Bruce (ErieAtlantic7597)

Great story. I have a question about the Jersey City Terminal.
There were round concrete structures on all the platforms. Were those the stairs that led down to a big ramp which led to the tube trains. The H&M, now PATH passed under the Erie west of the Station according to my track charts? Just curious how that worked?
  by ErieAtlantic7597

Thanks for the compliment on the story. Glad you enjoyed one of my little life events around the Erie Railroad.
You are correct about the entry ways to the tubes in the Jersey City Erie terminal. I remember very clearly seeing them but we always went via the ferry. I have no idea why, now at this late date, that my family always crossed the Hudson on the Erie and later the Lackawanna ferries.

Thanks again,

Take care,


I can't answer why your parents chose the ferries with certainty over the Hudson & Manhattan "the tubes" but I can probably make a good guess.

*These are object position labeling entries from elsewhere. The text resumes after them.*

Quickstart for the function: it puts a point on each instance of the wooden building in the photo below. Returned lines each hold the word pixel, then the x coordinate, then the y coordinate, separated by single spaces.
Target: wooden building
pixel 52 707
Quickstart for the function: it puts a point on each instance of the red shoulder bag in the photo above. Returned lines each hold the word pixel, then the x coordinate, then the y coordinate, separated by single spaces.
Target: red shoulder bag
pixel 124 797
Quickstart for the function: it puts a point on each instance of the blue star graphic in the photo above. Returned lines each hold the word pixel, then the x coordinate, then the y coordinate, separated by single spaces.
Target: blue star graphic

The ferry transportation was included in a ticket on the Erie and than Erie Lackawanna, it cost extra to ride the tubes. If your destination was lower Manhattan than the ferry was just as good as the tubes.
  by ErieAtlantic7597

As far as frugality went, my parents and grandparents were, to say the least, frugal. So you are probably correct about the ferry ride. I sure did'nt know that the fee for the ferry was included in the train ticket.
Although, much of the business that my mother and grandmother conducted was in lower Manhattan, the old name streets. So this to could have had something to do with the ferry ride across the Hudson too.
I remember the Jersey City Erie terminal was really old when I was a kid in the late fortys. A forebodeing, faded green structure. As I recall.
The River Street station was also old. But it was the second station in that location. The original was at ground level and on the east side of the railroad. The one that I remember as a kid on elevated and on the west side of the railroad. The railroad was elevated through the city of Paterson, NJ in 1927. I have no idea if the station was moved across the tracks and elevated or if the building that I remember was brought from another location and planted on top of the fill there at River Street. It was old when I was young sixty years ago.
It sure would be fun to find out the history behind the obscure River Street station, Paterson, NJ. On the Erie main.

Take care,


  by JimBoylan
For auto motorists about 1959, the Lackawanna ferry was 44 cents, the Holland Tunnel was 50 cents.
  by ErieAtlantic7597

Thanks for the info on the ferry/tunnel feesl . I would have never know of the slight difference between them.